Eröffnen wird Le Roi s'amuse (1882) von Leo Delibes, eine Musik zum gleichnamigen Theaterstück von Victor Hugo. Sechs Tänze "im alten Stil" zitieren galant die Renaissance, atmen dabei aber unverkennbar den Charme französischer Ballettmusik des 19. Jahrhunderts.
Es folgt die Serenade für Streicher Es-Dur op. 6 (1892) von Josef Suk, der sich in den vier Sätzen dieses erstaunlichen Jugendwerks nicht nur als kongenialer Erfinder ohrwurmverdächtiger Melodien zeigt, sondern auch als handwerklich außerordentlich firmer Komponist, der bruchlos das Idiom seiner böhmischen Heimat zu einer ganz eigenen Tonsprache weiterzuentwickeln beginnt – ein Paradestück für jedes Streichorchester.
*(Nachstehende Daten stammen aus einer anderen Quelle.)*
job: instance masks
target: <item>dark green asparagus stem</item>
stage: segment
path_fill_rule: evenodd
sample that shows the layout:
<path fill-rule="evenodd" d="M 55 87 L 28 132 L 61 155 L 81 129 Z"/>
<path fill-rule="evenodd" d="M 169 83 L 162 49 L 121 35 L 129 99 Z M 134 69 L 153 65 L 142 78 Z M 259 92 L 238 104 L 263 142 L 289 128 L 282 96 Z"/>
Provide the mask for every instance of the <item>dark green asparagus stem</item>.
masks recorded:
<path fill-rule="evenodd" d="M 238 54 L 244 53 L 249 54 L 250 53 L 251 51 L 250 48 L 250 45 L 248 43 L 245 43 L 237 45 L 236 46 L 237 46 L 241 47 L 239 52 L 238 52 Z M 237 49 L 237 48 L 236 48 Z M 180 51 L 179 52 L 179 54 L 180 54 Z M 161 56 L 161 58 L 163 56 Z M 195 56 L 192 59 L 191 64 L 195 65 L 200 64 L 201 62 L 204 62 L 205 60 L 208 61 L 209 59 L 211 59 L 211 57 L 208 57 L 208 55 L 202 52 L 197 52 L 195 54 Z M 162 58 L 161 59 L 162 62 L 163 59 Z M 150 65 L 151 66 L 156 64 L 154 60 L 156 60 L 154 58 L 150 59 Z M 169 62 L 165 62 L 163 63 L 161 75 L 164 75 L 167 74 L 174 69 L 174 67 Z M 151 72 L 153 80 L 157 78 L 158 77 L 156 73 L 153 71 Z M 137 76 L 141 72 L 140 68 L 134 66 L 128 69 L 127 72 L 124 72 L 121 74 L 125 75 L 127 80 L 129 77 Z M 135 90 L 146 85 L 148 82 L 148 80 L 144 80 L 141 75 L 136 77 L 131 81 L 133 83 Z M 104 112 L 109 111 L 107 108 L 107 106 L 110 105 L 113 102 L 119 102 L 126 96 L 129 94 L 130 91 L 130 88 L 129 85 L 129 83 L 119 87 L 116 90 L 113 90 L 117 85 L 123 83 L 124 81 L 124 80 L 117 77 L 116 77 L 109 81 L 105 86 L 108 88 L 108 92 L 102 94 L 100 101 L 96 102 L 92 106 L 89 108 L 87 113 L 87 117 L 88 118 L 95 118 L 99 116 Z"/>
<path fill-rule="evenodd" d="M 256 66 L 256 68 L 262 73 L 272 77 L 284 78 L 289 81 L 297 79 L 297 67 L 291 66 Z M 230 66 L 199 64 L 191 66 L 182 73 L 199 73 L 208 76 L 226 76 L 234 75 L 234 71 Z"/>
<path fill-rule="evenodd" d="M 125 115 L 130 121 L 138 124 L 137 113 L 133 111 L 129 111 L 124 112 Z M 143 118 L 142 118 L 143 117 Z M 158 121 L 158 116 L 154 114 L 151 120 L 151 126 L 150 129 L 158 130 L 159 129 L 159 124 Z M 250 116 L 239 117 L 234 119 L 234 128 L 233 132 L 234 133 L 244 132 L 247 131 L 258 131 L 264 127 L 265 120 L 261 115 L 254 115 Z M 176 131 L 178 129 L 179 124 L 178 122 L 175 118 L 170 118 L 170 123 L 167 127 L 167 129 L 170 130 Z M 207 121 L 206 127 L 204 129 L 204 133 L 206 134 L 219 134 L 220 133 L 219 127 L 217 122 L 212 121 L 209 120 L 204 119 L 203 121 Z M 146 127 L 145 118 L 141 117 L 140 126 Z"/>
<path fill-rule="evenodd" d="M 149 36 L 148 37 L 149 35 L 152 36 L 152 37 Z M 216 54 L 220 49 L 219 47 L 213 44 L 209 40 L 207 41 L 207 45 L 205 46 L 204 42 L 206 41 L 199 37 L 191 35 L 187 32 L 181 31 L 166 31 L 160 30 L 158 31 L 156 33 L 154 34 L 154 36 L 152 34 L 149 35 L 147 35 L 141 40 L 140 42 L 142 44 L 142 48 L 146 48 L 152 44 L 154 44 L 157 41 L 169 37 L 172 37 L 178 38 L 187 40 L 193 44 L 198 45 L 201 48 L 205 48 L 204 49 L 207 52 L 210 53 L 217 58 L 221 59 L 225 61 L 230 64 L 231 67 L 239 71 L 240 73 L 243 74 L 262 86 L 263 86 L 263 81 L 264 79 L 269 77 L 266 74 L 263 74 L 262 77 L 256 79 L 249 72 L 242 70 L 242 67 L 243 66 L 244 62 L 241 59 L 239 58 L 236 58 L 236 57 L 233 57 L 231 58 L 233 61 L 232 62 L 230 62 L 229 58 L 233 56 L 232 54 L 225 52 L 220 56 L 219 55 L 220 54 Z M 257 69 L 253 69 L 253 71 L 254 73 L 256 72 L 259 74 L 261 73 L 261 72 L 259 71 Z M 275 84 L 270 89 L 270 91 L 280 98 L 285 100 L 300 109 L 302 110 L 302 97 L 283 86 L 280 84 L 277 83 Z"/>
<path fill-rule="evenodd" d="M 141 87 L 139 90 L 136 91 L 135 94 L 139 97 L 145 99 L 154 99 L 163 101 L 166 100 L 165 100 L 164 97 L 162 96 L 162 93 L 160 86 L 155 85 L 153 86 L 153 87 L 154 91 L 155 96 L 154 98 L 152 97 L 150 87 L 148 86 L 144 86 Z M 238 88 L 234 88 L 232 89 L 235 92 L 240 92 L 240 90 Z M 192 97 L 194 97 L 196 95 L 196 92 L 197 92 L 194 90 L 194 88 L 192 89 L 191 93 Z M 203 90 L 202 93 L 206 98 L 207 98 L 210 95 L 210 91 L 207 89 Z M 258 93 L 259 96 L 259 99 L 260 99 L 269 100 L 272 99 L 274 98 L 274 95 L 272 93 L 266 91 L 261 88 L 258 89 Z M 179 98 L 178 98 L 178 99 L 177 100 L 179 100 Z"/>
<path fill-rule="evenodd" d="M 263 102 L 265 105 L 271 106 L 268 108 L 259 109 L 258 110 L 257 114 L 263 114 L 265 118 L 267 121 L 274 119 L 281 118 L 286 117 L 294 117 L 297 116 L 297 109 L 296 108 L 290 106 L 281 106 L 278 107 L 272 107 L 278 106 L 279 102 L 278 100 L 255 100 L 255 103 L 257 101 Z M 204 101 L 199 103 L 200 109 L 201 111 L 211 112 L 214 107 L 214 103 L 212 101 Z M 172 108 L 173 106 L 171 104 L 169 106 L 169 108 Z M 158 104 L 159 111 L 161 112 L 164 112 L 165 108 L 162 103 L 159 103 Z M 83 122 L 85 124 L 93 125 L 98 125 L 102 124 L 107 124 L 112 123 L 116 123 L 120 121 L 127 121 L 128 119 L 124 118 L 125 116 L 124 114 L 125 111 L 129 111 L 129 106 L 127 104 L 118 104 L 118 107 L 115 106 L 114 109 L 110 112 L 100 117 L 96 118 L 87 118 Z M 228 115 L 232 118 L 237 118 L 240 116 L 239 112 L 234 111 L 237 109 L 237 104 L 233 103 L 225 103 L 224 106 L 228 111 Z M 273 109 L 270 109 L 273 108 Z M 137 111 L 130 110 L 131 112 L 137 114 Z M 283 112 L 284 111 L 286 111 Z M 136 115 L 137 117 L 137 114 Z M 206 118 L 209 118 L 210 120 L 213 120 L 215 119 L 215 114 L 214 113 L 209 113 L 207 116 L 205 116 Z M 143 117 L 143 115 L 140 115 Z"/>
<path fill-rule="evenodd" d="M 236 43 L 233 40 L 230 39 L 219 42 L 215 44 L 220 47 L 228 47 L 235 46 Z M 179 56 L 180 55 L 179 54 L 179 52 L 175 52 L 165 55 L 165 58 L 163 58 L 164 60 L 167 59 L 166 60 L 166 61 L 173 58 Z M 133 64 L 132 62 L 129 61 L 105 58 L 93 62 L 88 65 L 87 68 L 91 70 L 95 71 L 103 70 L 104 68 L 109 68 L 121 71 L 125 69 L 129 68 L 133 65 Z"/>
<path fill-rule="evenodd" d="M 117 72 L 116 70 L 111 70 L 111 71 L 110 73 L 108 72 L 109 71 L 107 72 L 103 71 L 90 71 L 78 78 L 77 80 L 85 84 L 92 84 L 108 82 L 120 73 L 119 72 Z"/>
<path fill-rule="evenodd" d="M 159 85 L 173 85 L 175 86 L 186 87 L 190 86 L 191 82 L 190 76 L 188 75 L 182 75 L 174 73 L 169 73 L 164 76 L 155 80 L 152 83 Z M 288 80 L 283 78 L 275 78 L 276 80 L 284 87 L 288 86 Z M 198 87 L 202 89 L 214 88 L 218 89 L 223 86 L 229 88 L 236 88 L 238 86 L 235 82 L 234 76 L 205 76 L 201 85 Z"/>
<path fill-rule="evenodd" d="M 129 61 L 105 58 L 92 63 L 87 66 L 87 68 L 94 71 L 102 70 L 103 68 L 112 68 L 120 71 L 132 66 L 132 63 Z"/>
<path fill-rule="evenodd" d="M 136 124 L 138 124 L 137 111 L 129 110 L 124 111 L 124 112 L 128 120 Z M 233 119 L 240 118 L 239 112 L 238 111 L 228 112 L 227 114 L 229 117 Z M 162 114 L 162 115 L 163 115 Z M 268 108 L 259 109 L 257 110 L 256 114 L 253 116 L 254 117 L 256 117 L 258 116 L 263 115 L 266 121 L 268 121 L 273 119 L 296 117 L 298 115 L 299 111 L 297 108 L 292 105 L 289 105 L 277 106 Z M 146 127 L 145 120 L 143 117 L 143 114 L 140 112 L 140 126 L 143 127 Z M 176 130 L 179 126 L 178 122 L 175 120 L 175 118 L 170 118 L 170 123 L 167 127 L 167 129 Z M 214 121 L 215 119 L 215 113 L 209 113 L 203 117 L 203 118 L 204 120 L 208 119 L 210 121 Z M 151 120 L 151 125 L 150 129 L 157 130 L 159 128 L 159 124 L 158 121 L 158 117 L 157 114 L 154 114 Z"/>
Nach der Pause setzt sich der Dirigent dann an den Flügel und musiziert mit vier Bläsern des Orchesters das Quintett Es-Dur für Oboe, Klarinette, Horn, Fagott und Klavier KV 452 (1784) von Wolfgang Amadeus Mozart, welches der Komponist als "das beste, was ich noch in meinem Leben geschrieben habe" bezeichnete. Dieses im besten Sinne unaufgeregte und ausgewogene Stück bildet den Ruhepol des Konzerts. Es ist die Atempause vor dem furiosen Finale: in nur knapp 14 Minuten packt Albert Roussel die drei Sätze seines Concert pour petit orchestre op. 34 (1927). Was als "Konzert für Orchester" – analog zum späteren und berühmteren Werk seines Kollegen Bartók – wie ein Widerspruch in sich klingt, erschließt sich beim Hören: in dieser ungemein virtuosen und pfiffig instrumentierten Partitur wetteifert wirklich ein Ensemble aus Solisten. Die Musik erinnert in ihrer ungebremsten Spielfreude, Ironie (am Ende schwankt noch wie betrunken ein Walzer hinein, der gleich wieder untergeht) und Lust am Klang an die Musik der französichen Komponistengruppe Groupe des Six. Hiermit ist der Bogen über alle Epochen von der Renaissance bis zur Moderne geschlagen und geographisch schließt sich der Kreis rund um Deutschland: Nach Ausflügen in Richtung Tschechien und Österreich sind wir wieder in Frankreich angelangt – wahrscheinlich ohne es zu bemerken und hoffentlich um eine Reihe außergewöhnlicher Höreindrücke reicher.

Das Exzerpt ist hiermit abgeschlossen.